In the same session that the Sanitary Act was passed, a measure of considerable importance to the consumers of water in London was passed, though many years would elapse before its effect would be appreciable. This was “The Thames Purification Act.”

“Whereas … the sewage of towns situate on the river Thames above the metropolis is carried into the river, and thereby its waters are polluted and the health and comfort of the inhabitants of the valley of the river below those towns of the metropolis are affected,” powers were given for the diversion therefrom of the sewage of Oxford, Reading, Kingston, Richmond, &c., &c., “whose cloacal contributions to the stream were distributed to masses of the people of London.” No less than 56 towns, it was said, cast their impurities into the river.

And in the following year the scope of the Thames Conservancy Board was extended and very stringent care exercised to prevent unnecessary pollution of the river. And in 1868 the river Lea, another of the water suppliers, was placed under a Conservancy Board.

In 1867 an Act of far-reaching consequence was passed, making vaccination compulsory. In 1836 an Act[109] dealing with this matter laid it down that the parent of a child, or the occupier of the house in which a child was born, might, within 40 days, give notice to the Registrar as to the vaccination of the child. There was no punishment for the neglect to do so, and no penalty for refusal to give the Registrar the information.

This new Act, which came into operation on the 1st of January, 1868, enacted that—

“Every child shall be vaccinated within three months of its birth.”

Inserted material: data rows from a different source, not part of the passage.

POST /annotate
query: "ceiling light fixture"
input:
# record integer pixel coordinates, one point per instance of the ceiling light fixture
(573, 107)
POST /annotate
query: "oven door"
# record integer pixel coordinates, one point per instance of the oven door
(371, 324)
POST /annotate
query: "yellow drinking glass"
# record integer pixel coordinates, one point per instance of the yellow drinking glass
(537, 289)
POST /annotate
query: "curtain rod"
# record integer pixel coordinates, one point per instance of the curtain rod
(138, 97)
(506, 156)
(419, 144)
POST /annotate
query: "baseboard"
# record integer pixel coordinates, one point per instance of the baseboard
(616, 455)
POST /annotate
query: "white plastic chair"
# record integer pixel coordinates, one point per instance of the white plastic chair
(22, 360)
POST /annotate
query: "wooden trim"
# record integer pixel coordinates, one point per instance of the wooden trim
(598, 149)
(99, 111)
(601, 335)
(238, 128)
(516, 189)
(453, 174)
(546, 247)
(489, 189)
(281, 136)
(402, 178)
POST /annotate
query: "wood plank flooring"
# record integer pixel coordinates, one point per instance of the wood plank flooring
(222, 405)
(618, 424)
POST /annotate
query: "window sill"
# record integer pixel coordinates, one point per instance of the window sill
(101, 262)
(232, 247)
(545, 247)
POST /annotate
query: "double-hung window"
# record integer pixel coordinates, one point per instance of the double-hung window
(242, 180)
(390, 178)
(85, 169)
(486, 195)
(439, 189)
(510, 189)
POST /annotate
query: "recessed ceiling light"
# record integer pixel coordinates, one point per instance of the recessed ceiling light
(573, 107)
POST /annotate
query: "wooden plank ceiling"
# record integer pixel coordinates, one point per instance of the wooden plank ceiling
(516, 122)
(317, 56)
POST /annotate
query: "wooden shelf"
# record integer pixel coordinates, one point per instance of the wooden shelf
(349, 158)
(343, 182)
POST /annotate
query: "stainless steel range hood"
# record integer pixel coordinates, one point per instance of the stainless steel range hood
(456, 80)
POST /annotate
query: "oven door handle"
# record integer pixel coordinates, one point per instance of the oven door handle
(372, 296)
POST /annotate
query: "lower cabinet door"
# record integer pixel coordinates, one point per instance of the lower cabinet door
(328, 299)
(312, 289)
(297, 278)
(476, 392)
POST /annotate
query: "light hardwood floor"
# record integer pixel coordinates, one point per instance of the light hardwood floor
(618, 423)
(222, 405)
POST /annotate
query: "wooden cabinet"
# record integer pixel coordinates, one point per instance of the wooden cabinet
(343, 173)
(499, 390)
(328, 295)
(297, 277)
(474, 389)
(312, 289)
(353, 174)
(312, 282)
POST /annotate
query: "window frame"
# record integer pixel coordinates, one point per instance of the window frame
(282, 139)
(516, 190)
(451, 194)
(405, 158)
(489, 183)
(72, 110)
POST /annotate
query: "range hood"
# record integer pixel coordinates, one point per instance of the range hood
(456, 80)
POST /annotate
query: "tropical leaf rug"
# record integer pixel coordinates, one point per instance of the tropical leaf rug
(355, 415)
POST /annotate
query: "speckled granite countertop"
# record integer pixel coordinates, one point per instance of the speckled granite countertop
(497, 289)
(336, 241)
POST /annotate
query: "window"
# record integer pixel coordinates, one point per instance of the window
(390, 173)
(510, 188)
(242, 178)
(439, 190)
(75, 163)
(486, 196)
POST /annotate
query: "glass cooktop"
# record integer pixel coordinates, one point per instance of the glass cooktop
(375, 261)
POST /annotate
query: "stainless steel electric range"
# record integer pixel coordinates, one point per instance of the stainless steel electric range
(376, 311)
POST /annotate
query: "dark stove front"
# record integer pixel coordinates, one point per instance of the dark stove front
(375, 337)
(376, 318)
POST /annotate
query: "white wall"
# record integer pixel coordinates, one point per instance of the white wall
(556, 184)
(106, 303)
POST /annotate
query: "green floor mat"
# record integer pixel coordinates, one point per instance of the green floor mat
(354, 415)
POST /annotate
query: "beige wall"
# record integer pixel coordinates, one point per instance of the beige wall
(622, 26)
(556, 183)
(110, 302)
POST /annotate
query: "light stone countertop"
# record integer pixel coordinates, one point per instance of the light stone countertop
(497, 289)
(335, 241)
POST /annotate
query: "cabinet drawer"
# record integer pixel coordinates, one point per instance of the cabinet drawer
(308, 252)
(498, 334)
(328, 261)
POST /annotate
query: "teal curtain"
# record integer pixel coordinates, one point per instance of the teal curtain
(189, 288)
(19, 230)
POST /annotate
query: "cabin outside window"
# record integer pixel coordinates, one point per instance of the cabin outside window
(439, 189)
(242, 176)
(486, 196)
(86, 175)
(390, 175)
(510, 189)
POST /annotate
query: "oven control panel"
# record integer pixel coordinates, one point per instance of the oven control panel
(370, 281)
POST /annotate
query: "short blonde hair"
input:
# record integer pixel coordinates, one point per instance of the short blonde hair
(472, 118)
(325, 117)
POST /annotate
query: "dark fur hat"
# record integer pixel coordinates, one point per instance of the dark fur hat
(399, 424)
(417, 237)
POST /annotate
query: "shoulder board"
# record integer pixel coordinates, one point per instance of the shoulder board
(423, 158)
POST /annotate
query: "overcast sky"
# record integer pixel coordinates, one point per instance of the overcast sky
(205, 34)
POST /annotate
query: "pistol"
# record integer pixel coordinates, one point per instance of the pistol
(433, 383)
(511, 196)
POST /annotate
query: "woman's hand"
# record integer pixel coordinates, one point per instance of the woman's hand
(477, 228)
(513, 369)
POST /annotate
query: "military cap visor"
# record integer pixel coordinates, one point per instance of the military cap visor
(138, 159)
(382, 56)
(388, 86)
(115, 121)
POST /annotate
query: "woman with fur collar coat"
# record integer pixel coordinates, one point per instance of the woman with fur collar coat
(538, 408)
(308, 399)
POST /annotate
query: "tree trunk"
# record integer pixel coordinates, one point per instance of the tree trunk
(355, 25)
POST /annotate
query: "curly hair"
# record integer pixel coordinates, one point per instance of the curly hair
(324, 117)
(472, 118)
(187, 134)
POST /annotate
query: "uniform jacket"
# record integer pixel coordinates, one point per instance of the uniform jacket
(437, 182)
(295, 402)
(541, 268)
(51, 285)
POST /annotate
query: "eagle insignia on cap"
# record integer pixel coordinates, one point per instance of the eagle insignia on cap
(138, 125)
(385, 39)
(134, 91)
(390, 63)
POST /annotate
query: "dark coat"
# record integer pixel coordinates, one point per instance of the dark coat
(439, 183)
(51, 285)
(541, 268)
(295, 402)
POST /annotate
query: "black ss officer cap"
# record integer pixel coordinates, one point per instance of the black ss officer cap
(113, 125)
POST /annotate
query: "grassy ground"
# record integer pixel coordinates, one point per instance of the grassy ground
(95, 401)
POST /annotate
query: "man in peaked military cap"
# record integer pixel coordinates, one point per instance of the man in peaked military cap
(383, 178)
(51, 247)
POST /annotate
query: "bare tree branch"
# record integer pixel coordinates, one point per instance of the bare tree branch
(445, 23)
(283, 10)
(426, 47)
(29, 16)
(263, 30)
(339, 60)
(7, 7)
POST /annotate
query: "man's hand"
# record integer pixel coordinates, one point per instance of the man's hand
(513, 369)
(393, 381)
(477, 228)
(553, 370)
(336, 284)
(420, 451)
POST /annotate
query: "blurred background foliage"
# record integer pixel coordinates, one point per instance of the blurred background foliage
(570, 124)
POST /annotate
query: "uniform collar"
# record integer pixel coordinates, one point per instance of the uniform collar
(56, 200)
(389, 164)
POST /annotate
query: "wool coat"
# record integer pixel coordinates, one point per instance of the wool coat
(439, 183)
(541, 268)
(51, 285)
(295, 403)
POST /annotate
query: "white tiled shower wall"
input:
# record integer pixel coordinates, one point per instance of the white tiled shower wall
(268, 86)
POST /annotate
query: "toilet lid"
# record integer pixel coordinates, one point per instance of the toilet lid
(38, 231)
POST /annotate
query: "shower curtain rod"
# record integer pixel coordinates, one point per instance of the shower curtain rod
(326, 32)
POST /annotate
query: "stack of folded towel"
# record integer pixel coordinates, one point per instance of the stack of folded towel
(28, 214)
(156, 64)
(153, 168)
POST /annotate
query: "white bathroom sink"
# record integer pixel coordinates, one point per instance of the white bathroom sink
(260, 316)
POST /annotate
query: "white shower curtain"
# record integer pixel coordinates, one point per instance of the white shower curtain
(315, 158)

The Act was to be administered by the Poor Law Authorities; and Boards of Guardians might appoint public vaccinators and establish vaccination stations.

In 1867, also, another Act of very great consequence was passed dealing with one important element in the sanitary evolution of London, to which no reference has yet been made, namely, the provision of hospitals for the isolation of infectious or contagious disease, for the prevention of mortality, and for the speedy restoration of the sick to health.

There is, indeed, no part of sanitary work requiring more constant attention than the protection of the community from the spread of infectious diseases, and this is best secured by hospitals affording proper provision for isolation and treatment of infectious cases.

Next to the adoption of proper measures for the prevention of disease, a suitable provision for the speedy restoration of the sick to health is obviously of the greatest importance to the community.